Why This Happens in Real Systems
- Platform discrepancies: Android 14+ includes the root; Android 13 and below do not.
- Flutter isolation: networking is performed in Dart, bypassing native
HttpURLConnection/OkHttp.
- Certificate chain length: including the root in the chain triggers an error on systems that already have that root in the store, causing duplication and failure if the root is missing.
Real-World Impact
- End‑users on older devices receive
CERTIFICATE_VERIFY_FAILED errors and cannot access protected APIs.
- Increased support tickets and loss of revenue due to non‑functional features on legacy devices.
- Potential confusion for QA and dev teams about HTTPS configuration correctness.
Example or Code (if necessary and relevant)
final certData = await rootBundle.load(
'assets/certs/DigiCert_TLS_RSA4096_Root_G5.pem',
);
final context = SecurityContext(withTrustedRoots: true);
context.setTrustedCertificatesBytes(certData.buffer.asUint8List());
final client = HttpClient(context: context);
How Senior Engineers Fix It
- Add the missing root cert to the trust store using a custom
SecurityContext as shown above.
- Verify the certificate chain on a staging environment that mimics all targeted Android versions.

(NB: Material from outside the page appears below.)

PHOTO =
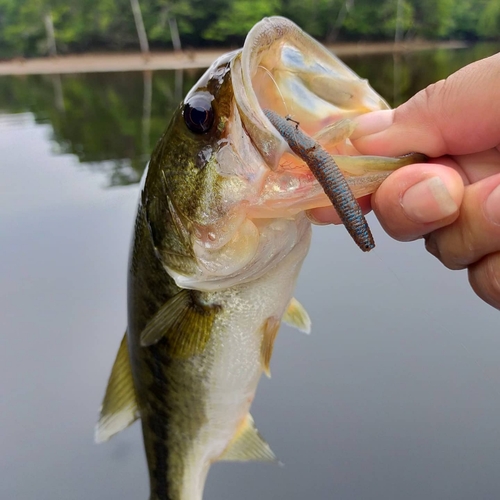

- Pin the certificate if the API is static, or rely on the system store when the root is available.
- Document the workaround clearly in the codebase and CI/CD pipelines to avoid accidental removal.
- Monitor app crashes via Play‑Console or crash‑reporting tools to catch regressions.
Why Juniors Miss It
- Assume that Android’s Network Security Configuration automatically applies to all HTTP traffic, including Flutter.
- Overlook platform differences between Android 13 and newer releases.
- Focus on the error message without exploring the underlying certificate chain and trust store.
- Fail to consider that
HttpClient requires an explicit SecurityContext for custom roots on legacy devices.